Het Woord is vlees geworden, en heeft onder ons gewoond, schrijft de apostel Johannes in het eerste hoofdstuk van zijn evangelie. In de kunst is Jezus’ menswording de eeuwen door verbeeld. Is daar iets op tegen?

21 December 2019 14:19Gewijzigd op 16 November 2020 17:48
Vroege christenen beeldden Jezus in de catacomben af als de Goede Herder. beeld RD
Vroege christenen beeldden Jezus in de catacomben af als de Goede Herder. beeld RD

Reformatorische christenen zijn er vanouds beducht voor om Jezus af te beelden. Nog afgezien van het feit dat we niet weten hoe Hij eruitzag, is voor velen van hen het tweede gebod doorslaggevend: „Gij zult geen gesneden beeld, noch enige gelijkenis maken, van hetgeen boven in de hemel is, noch van hetgeen onder op de aarde is, noch van hetgeen in de wateren onder de aarde is.”

Daarbij komt dat Jezus zowel mens als God was. Hoe maak je dit in een beeld duidelijk? In de middeleeuwen kreeg Jezus een aureool met een kruis erin, maar die raakte Hij vanaf de renaissance weer kwijt. Meer en meer werd Jezus in de kunst als mens onder de mensen weergegeven. Voor wie Jezus ziet als Gods Zoon kan dit een spanningsveld oproepen. Aan het middeleeuwse aureool hangt voor reformatorische christenen te veel de nestgeur van het rooms-katholicisme, de menselijke Jezus schiet tekort omdat daarmee Zijn goddelijke natuur uit het zicht verdwijnt. Het is dan een veilige keuze om Jezus helemaal niet af te beelden.
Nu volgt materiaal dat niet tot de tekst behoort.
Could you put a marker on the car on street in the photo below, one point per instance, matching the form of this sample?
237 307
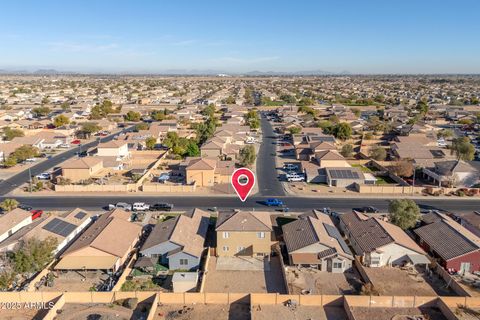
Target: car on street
290 167
273 202
140 206
161 207
43 176
368 209
295 178
25 207
120 205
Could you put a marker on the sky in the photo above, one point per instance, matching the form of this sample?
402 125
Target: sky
368 36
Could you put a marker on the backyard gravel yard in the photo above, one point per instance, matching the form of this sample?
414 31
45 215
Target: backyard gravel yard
244 281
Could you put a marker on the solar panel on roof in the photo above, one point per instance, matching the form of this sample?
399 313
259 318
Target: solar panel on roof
60 227
333 232
80 215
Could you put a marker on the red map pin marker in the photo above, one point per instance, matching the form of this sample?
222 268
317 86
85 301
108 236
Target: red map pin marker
243 180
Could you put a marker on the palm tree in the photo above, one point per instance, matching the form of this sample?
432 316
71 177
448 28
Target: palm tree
9 204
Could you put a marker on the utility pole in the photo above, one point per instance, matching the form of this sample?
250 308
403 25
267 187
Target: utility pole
30 177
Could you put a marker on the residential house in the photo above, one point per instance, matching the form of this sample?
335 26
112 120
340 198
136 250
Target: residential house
63 228
452 173
177 242
12 221
313 240
80 169
99 247
206 172
244 233
456 248
114 148
379 243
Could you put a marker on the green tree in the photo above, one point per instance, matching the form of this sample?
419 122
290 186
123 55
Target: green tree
141 126
445 133
41 111
9 204
288 98
133 116
230 100
294 130
25 152
7 278
150 143
88 128
247 156
404 213
61 120
463 149
209 111
378 153
192 149
347 150
100 111
9 133
342 131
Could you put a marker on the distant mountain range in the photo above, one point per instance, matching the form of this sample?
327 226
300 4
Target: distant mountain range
197 72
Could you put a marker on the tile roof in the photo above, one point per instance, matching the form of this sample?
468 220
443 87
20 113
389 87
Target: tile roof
244 221
446 237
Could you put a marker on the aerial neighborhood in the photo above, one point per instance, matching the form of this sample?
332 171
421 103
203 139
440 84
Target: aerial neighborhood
120 187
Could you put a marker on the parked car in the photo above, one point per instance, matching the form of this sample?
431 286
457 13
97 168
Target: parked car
290 167
25 207
36 214
120 205
369 209
44 176
295 177
161 207
273 202
140 206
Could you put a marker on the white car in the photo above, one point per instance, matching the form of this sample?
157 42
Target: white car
43 176
290 167
295 178
140 206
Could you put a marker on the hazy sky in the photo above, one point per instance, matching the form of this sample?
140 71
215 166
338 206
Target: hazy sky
359 36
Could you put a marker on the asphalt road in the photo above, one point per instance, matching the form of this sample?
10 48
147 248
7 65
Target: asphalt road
267 177
231 202
8 185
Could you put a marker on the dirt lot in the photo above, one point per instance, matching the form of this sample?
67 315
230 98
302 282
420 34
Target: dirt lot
22 314
244 281
280 312
363 313
74 281
395 281
234 311
322 282
73 311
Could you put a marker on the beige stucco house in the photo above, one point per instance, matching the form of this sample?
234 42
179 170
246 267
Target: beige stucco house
118 149
244 233
206 172
81 169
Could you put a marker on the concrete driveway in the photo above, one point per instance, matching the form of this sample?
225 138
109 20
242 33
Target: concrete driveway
242 264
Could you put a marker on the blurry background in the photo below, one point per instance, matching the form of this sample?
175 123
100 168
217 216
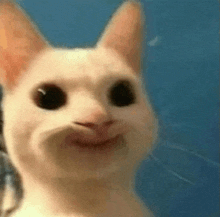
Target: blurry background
181 63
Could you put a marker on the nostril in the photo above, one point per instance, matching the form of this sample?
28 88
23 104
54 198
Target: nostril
89 125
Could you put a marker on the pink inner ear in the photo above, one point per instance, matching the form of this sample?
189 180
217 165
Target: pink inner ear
19 43
124 34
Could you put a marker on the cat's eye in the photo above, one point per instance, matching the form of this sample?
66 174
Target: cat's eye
122 94
49 96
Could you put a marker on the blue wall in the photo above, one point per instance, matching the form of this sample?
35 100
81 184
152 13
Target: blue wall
181 177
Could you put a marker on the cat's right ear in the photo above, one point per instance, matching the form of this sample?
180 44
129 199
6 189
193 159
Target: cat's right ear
20 42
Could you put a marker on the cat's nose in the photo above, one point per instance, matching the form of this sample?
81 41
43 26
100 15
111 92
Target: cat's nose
98 121
100 128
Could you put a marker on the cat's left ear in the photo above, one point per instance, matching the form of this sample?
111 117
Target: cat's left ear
124 33
19 43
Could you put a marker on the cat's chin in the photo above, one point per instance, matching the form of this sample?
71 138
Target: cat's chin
99 146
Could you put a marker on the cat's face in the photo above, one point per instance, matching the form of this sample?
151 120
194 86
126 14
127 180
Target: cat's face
80 112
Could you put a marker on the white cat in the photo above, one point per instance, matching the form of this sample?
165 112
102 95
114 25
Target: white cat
77 122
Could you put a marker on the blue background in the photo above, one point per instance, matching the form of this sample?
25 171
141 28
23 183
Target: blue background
181 63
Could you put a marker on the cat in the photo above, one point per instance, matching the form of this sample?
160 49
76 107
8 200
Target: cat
77 122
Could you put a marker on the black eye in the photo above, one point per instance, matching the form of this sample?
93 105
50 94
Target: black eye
49 96
122 94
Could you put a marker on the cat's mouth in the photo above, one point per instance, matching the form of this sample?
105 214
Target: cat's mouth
95 145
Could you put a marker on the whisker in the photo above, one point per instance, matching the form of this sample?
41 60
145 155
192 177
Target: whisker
169 170
192 153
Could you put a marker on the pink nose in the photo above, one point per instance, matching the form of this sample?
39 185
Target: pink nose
101 128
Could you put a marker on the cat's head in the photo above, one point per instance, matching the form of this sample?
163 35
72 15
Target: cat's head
74 112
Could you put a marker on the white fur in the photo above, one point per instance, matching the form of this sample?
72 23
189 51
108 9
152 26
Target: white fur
65 181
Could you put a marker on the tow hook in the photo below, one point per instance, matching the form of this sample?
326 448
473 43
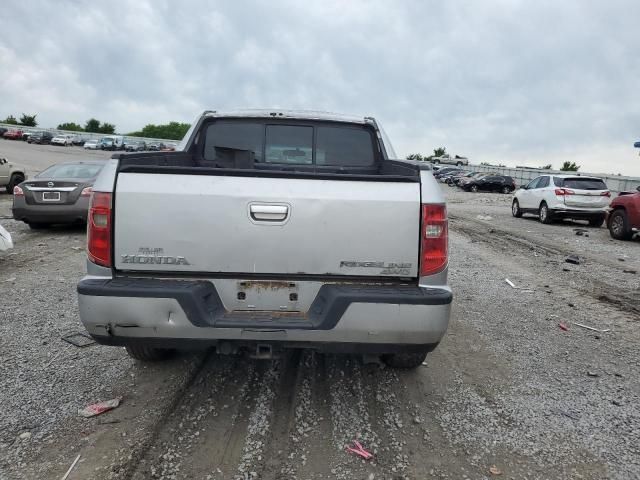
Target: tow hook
264 351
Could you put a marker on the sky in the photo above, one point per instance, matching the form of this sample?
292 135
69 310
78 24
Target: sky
499 81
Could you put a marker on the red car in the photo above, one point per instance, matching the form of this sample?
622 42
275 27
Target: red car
13 135
623 220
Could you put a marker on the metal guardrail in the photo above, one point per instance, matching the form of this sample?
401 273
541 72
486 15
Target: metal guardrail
523 175
86 135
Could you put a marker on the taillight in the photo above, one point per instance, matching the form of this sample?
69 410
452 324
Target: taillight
564 191
434 244
99 229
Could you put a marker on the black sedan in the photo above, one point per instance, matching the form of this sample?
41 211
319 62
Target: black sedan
59 194
491 183
135 146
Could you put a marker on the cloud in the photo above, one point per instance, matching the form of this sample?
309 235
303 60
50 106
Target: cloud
502 81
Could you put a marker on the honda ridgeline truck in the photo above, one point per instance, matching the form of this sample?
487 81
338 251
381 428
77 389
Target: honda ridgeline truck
269 230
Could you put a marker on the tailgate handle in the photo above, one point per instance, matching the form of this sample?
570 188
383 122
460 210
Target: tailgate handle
268 213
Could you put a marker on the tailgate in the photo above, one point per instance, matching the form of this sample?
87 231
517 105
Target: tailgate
254 225
586 199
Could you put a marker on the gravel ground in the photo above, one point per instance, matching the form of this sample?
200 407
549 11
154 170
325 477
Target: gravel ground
507 390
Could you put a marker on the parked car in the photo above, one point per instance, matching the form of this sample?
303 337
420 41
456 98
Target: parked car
138 146
623 218
169 147
445 171
41 138
159 276
64 140
92 144
10 175
113 142
6 243
14 134
450 178
465 177
59 194
78 140
490 183
553 197
448 159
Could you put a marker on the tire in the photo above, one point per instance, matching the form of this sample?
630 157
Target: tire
147 354
544 215
16 179
38 226
515 209
404 360
619 225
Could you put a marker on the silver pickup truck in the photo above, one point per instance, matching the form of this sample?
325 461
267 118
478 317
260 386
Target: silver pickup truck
268 230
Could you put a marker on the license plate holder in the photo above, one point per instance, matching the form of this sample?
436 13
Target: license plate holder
50 196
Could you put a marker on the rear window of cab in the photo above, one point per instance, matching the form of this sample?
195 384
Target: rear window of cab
289 144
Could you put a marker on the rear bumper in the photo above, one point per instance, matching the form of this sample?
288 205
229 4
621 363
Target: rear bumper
347 318
579 213
39 213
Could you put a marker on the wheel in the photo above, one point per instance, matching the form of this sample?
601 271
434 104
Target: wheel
147 354
404 360
619 225
16 179
37 226
515 209
544 214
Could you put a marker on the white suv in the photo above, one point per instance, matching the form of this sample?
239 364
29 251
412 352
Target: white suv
563 196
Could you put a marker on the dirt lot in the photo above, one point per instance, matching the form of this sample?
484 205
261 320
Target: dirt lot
506 390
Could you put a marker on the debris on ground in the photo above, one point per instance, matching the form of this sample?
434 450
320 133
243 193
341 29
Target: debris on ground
66 475
79 339
495 470
582 325
359 450
513 285
99 408
573 259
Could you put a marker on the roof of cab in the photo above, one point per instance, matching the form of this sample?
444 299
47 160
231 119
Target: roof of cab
297 114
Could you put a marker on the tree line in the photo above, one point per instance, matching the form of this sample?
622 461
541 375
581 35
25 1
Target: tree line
25 120
169 131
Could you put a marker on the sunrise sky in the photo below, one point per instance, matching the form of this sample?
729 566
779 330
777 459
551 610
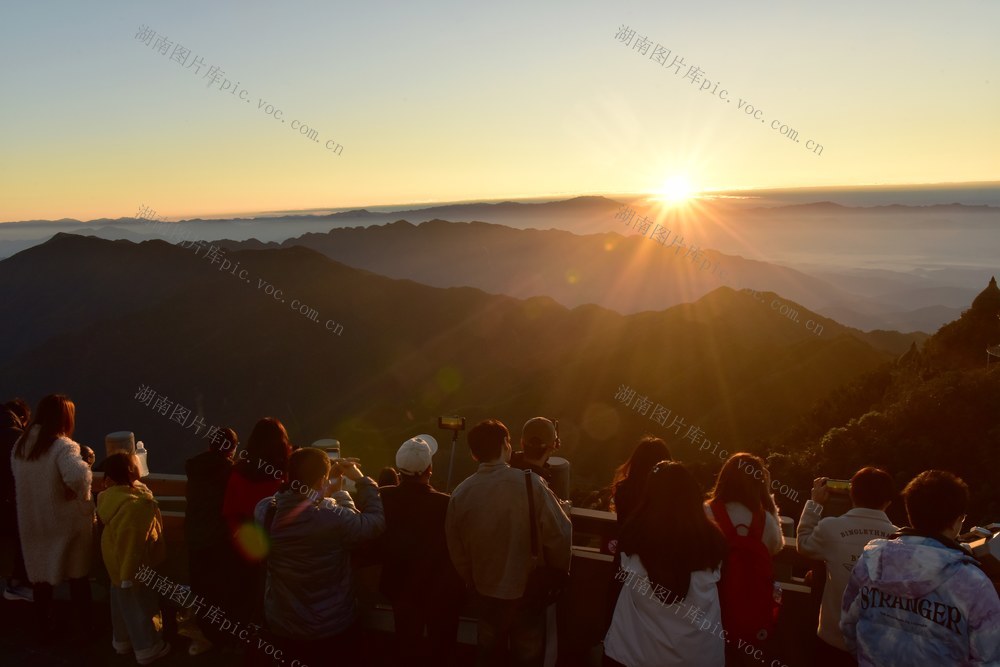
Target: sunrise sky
445 101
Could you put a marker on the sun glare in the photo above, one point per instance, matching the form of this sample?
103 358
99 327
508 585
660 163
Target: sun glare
676 190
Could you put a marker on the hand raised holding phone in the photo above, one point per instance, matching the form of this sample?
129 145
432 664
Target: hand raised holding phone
347 468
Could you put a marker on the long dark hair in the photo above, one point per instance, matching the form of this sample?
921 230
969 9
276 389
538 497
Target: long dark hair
650 451
56 417
268 442
737 483
671 533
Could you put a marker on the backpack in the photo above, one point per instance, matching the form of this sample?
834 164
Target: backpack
746 589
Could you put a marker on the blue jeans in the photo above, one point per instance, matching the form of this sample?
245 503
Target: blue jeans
132 612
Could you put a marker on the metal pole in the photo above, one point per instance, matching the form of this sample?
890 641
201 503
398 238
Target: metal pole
451 463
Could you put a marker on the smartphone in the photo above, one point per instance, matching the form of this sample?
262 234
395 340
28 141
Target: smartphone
840 485
452 423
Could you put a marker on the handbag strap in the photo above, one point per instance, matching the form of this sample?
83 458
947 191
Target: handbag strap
272 509
531 514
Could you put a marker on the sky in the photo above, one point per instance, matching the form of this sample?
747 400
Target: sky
447 101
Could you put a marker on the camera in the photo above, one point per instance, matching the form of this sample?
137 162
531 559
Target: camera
838 485
452 423
329 445
984 544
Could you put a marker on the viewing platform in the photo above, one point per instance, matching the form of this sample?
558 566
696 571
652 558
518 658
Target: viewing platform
581 613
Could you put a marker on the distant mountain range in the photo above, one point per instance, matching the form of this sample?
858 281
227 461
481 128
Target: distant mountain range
100 319
909 268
Het is echter de vraag of het tweede gebod geen ruimte laat voor het afbeelden van Jezus. Het gaat er immers om dat we voor de bedoelde beelden niet buigen en ze niet dienen. De kern van het tweede gebod is: „Gij zult geen andere goden voor Mijn aangezicht hebben.” Die overweging heeft talloze christelijke kunstenaars in de voorbije millennia in elk geval de vrijmoedigheid gegeven Jezus tóch op paneel, papier of doek weer te geven.

Grote Afwezige

Ook in reformatorische kring worden in toenemende mate vraagtekens geplaatst bij de strikte interpretatie van het beeldverbod. Het hoeft niet te verwonderen dat de vraag of Jezus mag worden afgebeeld met name speelt bij illustratoren van kinderbijbels en bij mensen die in het evangelisatiewerk werkzaam zijn. Hoe vertel je het Evangelie op een goede manier aan kinderen en buitenstaanders als Jezus op de afbeeldingen de grote Afwezige is?

Eerder dit jaar studeerde Christineke Houweling af aan Driestar hogeschool met een scriptie met de veelzeggende titel: ”Wij willen Jezus zien”. Het ging over een onderzoek naar het afbeelden van Jezus in het (kinder)evangelisatiewerk. Houwelings conclusie was dat het raadzaam is om in dat kader afbeeldingen van Jezus te gebruiken, zeker als dat ook bij andere Bijbelse personen gebeurt.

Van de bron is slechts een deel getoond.